No, tranquilli. Hanno solo manifestato il loro cordoglio facendo salire in cielo dei palloncini blu e viola.
• Che senso ha staccare la spina?
La legislazione laica non crede - e ha diritto di non credere - a quello in cui crede la Chiesa cattolica. Applica i concetti di «accanimento terapeutico» e di «dignità della persona». Un essere umano è di fatto morto, tuttavia la scienza è capace ancora di farlo respirare e di fargli battere il cuore. Questo essere umano va lavato, pulito, si fa i bisogni addosso, bisogna nutrirlo con le flebo, eccetera eccetera. Tutto accettabile, se esistesse una speranza. La Chiesa ha il diritto e forse persino il dovere di credere ai miracoli. Lo Stato laico all’inverso: ha addirittura il dovere di non crederci, o comunque di non legiferare per articoli di fede. Mentre qualche vescovo s’è scatenato, ho trovato molta prudenza nelle parole del Papa, che pochi giorni fa aveva ricevuto il padre di Alfie, Thomas.

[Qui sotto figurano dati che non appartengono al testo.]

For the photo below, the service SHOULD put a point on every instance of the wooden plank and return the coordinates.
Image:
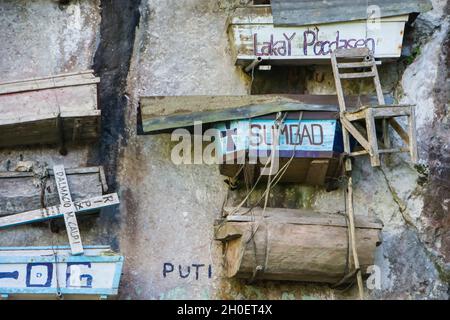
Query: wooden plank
(317, 172)
(393, 150)
(388, 112)
(372, 138)
(358, 136)
(348, 65)
(352, 53)
(68, 210)
(43, 131)
(84, 183)
(60, 75)
(49, 83)
(398, 128)
(352, 232)
(342, 108)
(81, 206)
(312, 12)
(412, 136)
(356, 75)
(376, 81)
(298, 216)
(254, 35)
(52, 271)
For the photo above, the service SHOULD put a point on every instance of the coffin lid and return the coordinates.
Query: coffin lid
(162, 113)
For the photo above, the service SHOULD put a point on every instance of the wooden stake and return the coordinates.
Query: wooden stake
(351, 221)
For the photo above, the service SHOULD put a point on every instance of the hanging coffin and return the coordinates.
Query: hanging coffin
(312, 138)
(49, 110)
(24, 191)
(253, 35)
(295, 245)
(46, 272)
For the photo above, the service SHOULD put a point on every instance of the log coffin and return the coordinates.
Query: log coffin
(22, 191)
(295, 245)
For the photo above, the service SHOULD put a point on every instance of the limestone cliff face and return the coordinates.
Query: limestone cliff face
(156, 47)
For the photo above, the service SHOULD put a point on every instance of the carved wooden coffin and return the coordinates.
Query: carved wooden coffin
(49, 110)
(313, 139)
(24, 191)
(253, 34)
(296, 245)
(46, 272)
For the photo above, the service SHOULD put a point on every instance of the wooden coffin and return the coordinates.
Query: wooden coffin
(46, 272)
(295, 245)
(21, 191)
(50, 110)
(314, 142)
(253, 34)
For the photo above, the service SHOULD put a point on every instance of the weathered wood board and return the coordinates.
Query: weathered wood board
(21, 191)
(48, 272)
(310, 12)
(304, 138)
(68, 210)
(46, 110)
(314, 142)
(163, 113)
(253, 34)
(295, 245)
(81, 206)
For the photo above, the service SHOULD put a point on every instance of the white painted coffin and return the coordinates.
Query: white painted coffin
(51, 272)
(253, 35)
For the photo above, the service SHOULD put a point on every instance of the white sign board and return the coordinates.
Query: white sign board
(81, 206)
(254, 37)
(68, 209)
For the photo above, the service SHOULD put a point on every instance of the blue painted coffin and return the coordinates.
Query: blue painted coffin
(313, 139)
(315, 135)
(47, 271)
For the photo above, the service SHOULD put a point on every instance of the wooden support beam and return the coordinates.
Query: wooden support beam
(355, 65)
(388, 112)
(372, 138)
(412, 136)
(398, 128)
(317, 172)
(355, 133)
(393, 150)
(356, 75)
(68, 209)
(351, 219)
(61, 135)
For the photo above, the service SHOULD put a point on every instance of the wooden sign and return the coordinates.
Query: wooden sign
(68, 210)
(85, 183)
(47, 271)
(253, 35)
(304, 138)
(53, 212)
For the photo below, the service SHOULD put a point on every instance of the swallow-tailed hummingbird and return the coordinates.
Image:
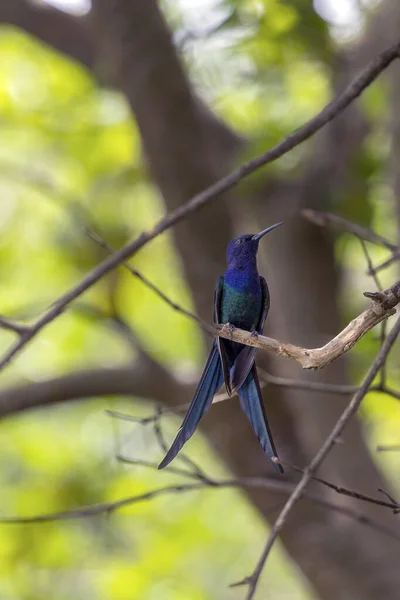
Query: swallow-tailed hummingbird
(241, 298)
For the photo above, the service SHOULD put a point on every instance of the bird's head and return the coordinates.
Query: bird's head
(243, 249)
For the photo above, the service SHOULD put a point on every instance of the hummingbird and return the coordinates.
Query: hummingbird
(241, 298)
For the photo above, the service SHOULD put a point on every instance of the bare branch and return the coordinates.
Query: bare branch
(17, 328)
(271, 485)
(106, 246)
(334, 108)
(325, 219)
(298, 492)
(380, 309)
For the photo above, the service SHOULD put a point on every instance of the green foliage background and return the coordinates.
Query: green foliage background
(70, 158)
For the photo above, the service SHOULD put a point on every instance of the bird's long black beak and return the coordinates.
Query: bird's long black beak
(258, 236)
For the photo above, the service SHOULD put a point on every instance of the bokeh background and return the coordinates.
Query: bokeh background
(111, 114)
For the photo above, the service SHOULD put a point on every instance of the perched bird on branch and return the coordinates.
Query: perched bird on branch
(241, 298)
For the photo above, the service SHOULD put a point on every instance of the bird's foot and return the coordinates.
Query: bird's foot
(228, 329)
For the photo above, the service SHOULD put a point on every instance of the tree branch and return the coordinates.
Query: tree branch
(271, 485)
(348, 413)
(333, 109)
(380, 309)
(325, 219)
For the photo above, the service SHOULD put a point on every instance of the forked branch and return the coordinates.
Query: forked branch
(382, 306)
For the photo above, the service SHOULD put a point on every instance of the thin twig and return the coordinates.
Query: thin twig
(298, 492)
(271, 485)
(327, 114)
(346, 492)
(106, 246)
(325, 219)
(10, 325)
(395, 257)
(380, 309)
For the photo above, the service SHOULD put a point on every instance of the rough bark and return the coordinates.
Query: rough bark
(185, 154)
(188, 149)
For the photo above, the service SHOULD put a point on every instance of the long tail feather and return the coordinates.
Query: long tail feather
(252, 404)
(209, 384)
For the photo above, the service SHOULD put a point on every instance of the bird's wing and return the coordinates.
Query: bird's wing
(210, 382)
(247, 355)
(252, 404)
(221, 343)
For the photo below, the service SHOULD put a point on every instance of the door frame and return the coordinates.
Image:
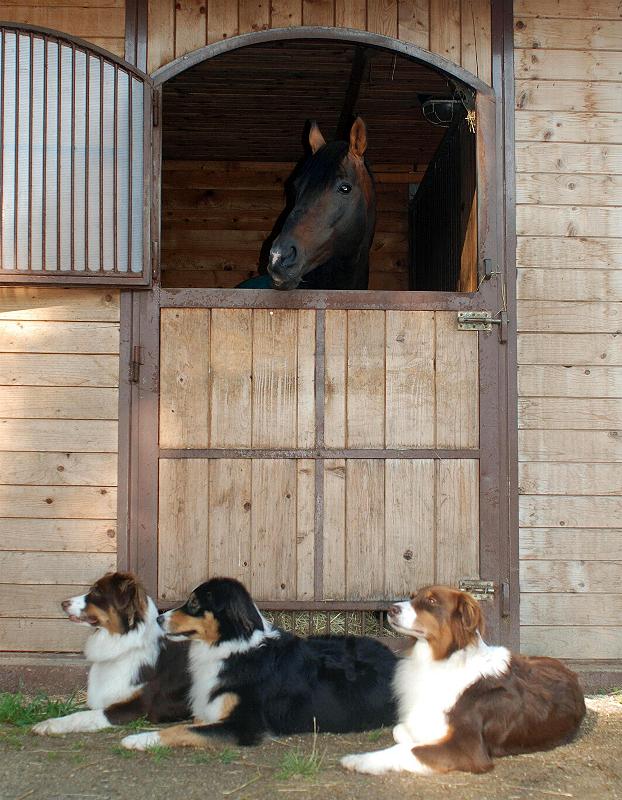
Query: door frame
(139, 398)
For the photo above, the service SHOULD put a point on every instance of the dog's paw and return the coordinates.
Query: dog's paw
(141, 741)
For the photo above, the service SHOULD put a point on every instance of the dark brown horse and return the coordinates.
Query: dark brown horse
(324, 242)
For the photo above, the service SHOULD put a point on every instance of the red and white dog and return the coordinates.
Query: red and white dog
(461, 701)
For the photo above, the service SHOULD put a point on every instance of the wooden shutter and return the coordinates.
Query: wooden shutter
(75, 132)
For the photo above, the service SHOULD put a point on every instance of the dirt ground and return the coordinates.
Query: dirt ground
(94, 767)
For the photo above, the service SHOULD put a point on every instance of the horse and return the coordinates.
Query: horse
(325, 239)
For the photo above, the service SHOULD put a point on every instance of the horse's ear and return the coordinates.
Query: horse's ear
(316, 140)
(358, 138)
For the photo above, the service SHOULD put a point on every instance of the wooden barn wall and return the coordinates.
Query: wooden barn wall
(59, 377)
(569, 190)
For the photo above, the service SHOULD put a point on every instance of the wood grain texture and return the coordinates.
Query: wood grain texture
(365, 401)
(334, 529)
(70, 535)
(410, 379)
(273, 529)
(457, 520)
(457, 390)
(365, 536)
(230, 518)
(183, 539)
(409, 525)
(184, 377)
(575, 446)
(574, 544)
(231, 357)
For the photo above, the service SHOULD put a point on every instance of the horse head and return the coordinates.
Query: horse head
(330, 229)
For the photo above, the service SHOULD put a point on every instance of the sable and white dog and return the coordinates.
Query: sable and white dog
(461, 701)
(135, 671)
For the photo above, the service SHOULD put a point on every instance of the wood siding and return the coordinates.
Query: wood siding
(569, 178)
(59, 376)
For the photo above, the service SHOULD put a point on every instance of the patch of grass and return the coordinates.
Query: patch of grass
(19, 710)
(227, 756)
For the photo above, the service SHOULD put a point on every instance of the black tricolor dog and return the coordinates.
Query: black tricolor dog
(249, 678)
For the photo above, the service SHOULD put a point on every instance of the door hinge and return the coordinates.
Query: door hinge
(483, 321)
(137, 356)
(481, 590)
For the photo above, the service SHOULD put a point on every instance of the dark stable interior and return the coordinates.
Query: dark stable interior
(233, 129)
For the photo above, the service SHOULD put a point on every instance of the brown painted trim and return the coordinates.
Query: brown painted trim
(320, 300)
(433, 60)
(319, 452)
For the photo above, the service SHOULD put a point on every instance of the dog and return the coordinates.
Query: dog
(462, 702)
(250, 678)
(135, 671)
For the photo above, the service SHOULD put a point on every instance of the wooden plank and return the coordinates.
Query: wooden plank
(59, 337)
(183, 536)
(457, 520)
(547, 511)
(190, 26)
(457, 388)
(568, 381)
(33, 601)
(563, 642)
(563, 157)
(334, 529)
(573, 34)
(475, 23)
(351, 14)
(568, 9)
(49, 502)
(567, 65)
(59, 469)
(569, 413)
(601, 190)
(559, 317)
(184, 377)
(555, 252)
(318, 12)
(254, 15)
(410, 400)
(70, 535)
(335, 371)
(552, 544)
(365, 535)
(273, 529)
(566, 95)
(567, 126)
(18, 402)
(286, 13)
(410, 523)
(581, 577)
(305, 529)
(42, 635)
(51, 435)
(230, 519)
(570, 609)
(47, 369)
(222, 20)
(382, 17)
(365, 401)
(161, 40)
(577, 446)
(17, 566)
(274, 378)
(306, 379)
(231, 383)
(569, 348)
(546, 220)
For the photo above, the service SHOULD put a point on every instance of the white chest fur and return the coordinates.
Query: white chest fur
(427, 690)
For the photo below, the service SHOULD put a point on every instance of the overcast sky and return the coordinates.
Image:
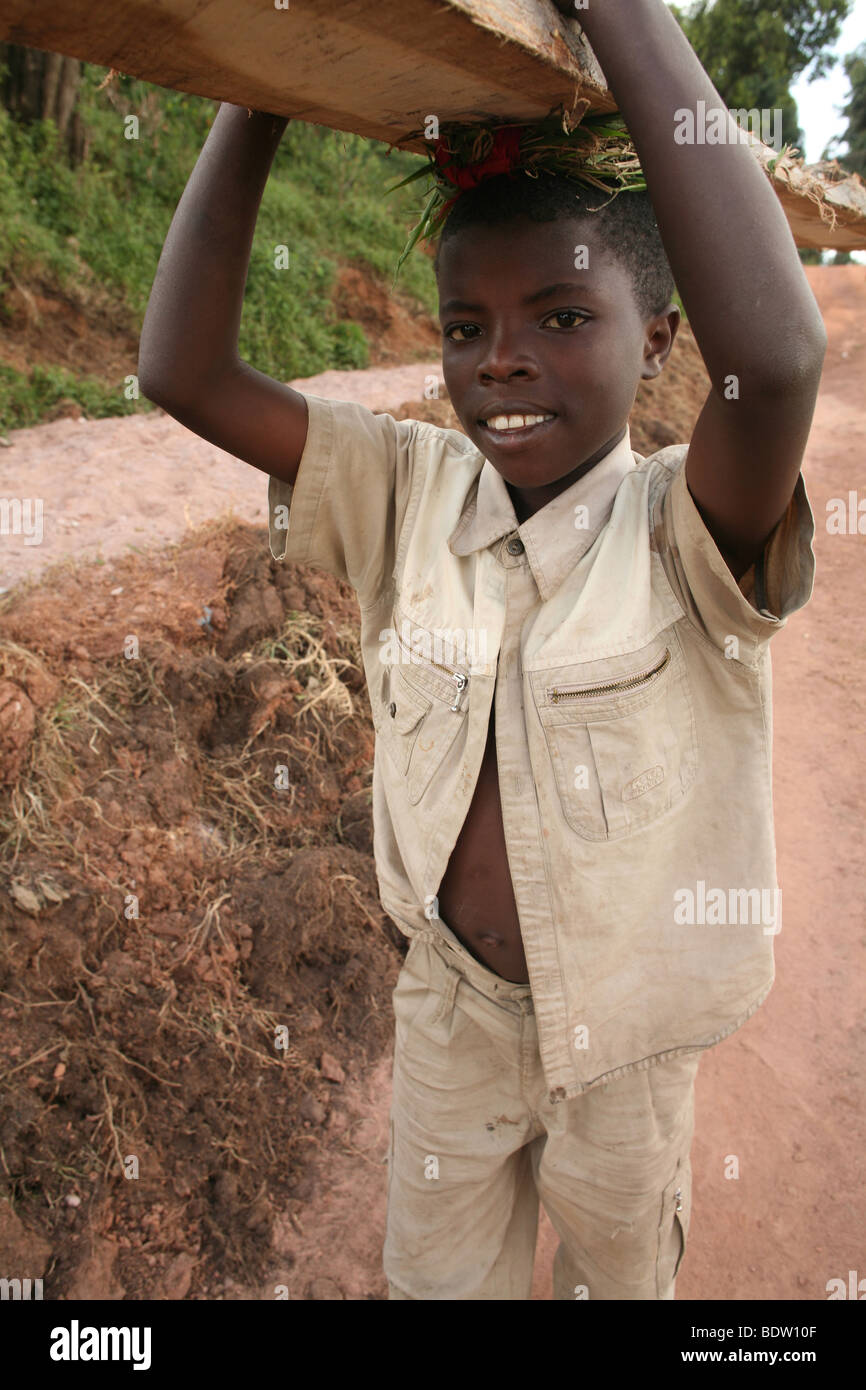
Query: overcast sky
(818, 103)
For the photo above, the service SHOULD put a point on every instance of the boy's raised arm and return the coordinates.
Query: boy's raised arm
(188, 350)
(737, 270)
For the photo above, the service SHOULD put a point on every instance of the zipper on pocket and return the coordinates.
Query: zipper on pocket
(460, 679)
(558, 692)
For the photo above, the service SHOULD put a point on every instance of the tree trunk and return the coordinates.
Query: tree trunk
(43, 86)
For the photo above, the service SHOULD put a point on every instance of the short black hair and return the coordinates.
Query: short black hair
(627, 224)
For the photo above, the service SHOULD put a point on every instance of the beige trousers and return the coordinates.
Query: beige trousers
(476, 1143)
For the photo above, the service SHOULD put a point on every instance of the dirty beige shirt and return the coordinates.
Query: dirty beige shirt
(631, 677)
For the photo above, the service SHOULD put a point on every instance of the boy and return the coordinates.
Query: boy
(566, 653)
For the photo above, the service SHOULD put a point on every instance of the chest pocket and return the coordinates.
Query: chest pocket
(622, 737)
(420, 715)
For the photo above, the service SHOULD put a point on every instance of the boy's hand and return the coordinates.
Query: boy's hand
(188, 352)
(737, 270)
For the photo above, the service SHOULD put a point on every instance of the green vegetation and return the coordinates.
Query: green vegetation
(99, 228)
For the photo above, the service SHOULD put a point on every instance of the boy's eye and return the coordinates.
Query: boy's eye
(467, 330)
(559, 314)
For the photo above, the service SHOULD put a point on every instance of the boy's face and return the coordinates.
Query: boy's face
(524, 332)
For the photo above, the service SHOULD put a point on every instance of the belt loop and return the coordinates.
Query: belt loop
(449, 993)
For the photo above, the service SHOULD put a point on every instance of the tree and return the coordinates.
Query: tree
(855, 113)
(43, 86)
(752, 52)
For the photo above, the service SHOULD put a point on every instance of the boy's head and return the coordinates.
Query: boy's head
(551, 307)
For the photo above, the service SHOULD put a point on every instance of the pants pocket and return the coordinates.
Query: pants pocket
(673, 1228)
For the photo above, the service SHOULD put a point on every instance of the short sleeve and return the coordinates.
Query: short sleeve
(345, 510)
(756, 605)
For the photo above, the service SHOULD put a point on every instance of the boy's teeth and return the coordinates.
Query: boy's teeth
(515, 421)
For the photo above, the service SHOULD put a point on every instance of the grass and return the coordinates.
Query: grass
(96, 232)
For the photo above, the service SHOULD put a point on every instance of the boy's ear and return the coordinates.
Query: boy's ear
(660, 332)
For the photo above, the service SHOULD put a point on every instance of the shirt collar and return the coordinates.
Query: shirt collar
(558, 535)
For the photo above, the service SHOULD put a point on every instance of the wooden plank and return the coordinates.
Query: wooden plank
(380, 68)
(377, 68)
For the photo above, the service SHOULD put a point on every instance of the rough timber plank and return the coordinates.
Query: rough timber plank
(376, 67)
(380, 67)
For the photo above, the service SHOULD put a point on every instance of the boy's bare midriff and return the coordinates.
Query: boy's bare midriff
(476, 894)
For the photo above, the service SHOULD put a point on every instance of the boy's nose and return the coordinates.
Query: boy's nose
(505, 359)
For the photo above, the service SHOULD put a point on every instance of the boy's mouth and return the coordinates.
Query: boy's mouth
(516, 426)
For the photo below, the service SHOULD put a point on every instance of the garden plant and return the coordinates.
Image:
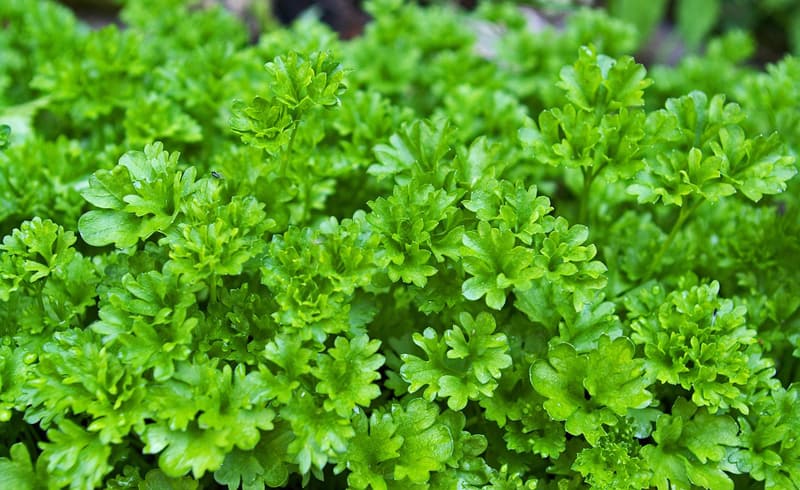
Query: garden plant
(454, 252)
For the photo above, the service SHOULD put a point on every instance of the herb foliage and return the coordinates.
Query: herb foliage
(392, 262)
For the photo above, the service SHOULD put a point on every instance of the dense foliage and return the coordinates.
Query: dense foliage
(417, 259)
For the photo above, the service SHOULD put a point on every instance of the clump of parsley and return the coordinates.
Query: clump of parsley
(392, 262)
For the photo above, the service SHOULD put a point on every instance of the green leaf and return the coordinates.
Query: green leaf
(495, 264)
(17, 471)
(348, 372)
(73, 454)
(139, 197)
(592, 390)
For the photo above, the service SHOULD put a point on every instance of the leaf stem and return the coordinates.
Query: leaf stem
(686, 212)
(588, 178)
(288, 153)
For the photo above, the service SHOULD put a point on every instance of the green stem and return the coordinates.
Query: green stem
(588, 178)
(213, 289)
(288, 153)
(686, 212)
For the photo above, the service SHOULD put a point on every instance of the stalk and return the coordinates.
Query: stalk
(685, 213)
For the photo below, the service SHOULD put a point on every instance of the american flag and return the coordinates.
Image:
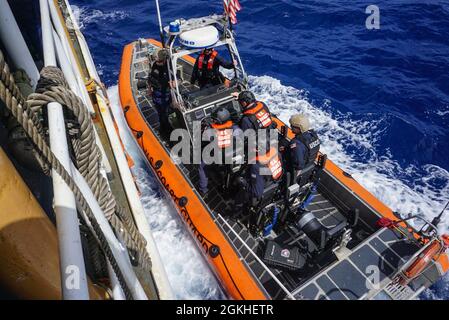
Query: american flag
(231, 9)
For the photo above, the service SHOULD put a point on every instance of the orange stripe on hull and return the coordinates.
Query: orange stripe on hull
(236, 278)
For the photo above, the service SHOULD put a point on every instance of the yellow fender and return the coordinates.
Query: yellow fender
(29, 257)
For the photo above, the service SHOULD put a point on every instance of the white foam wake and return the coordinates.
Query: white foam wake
(187, 271)
(85, 16)
(381, 175)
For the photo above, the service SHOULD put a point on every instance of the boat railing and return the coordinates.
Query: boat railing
(264, 266)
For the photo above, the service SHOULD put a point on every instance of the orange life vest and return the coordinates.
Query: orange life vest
(260, 115)
(224, 134)
(273, 162)
(210, 62)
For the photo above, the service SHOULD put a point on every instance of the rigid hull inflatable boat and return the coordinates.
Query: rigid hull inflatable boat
(356, 238)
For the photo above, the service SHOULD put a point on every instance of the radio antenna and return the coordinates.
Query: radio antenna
(161, 29)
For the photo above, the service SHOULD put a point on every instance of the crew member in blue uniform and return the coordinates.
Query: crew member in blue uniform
(304, 147)
(207, 68)
(159, 83)
(225, 133)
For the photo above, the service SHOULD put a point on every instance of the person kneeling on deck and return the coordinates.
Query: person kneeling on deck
(260, 183)
(303, 148)
(159, 83)
(207, 69)
(225, 133)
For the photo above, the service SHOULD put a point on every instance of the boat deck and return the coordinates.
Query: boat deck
(386, 250)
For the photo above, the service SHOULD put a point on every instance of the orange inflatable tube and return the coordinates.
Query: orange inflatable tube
(235, 276)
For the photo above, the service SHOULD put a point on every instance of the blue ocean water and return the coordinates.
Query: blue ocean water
(379, 98)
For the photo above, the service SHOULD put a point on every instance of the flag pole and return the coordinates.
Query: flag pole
(161, 30)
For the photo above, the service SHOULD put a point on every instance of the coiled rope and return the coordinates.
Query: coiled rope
(14, 102)
(52, 87)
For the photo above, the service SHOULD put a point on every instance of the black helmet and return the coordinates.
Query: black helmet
(246, 96)
(221, 115)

• Che cosa ha detto Bergoglio?
C’è stato un tweet: «Sono profondamente toccato dalla morte del piccolo Alfie. Oggi prego specialmente per i suoi genitori, mentre Dio Padre lo accoglie nel suo tenero abbraccio». Poi Francesco ha incontrato i partecipanti alla conferenza sulla medicina rigenerativa (rimpiazzamento e rigenerazione di cellule, tessuti e organi umani) e ha spiegato meglio il suo pensiero: «La Chiesa elogia ogni sforzo di ricerca e di applicazione volto alla cura delle persone sofferenti, ma ricorda anche che uno dei principi fondamentali è che non tutto ciò che è tecnicamente possibile o fattibile è per ciò stesso eticamente accettabile. La scienza, come qualsiasi altra attività umana, sa di avere dei limiti da rispettare per il bene dell’umanità stessa, e necessita di un senso di responsabilità etica. Di fronte al problema della sofferenza umana è necessario saper creare sinergie tra persone e istituzioni, anche superando i pregiudizi, per coltivare la sollecitudine e lo sforzo di tutti in favore della persona malata. Occorrono azioni concrete a favore di chi soffre attraverso la convergenza di sforzi e di idee capaci di coinvolgere rappresentanti di varie comunità: scienziati e medici, pazienti, famiglie, studiosi di etica e di cultura, leader religiosi, filantropi, rappresentanti dei governi e del mondo imprenditoriale». I quattro verbi su cui regolarsi sono, secondo il pontefice: «prevenire, riparare, curare, preparare il futuro».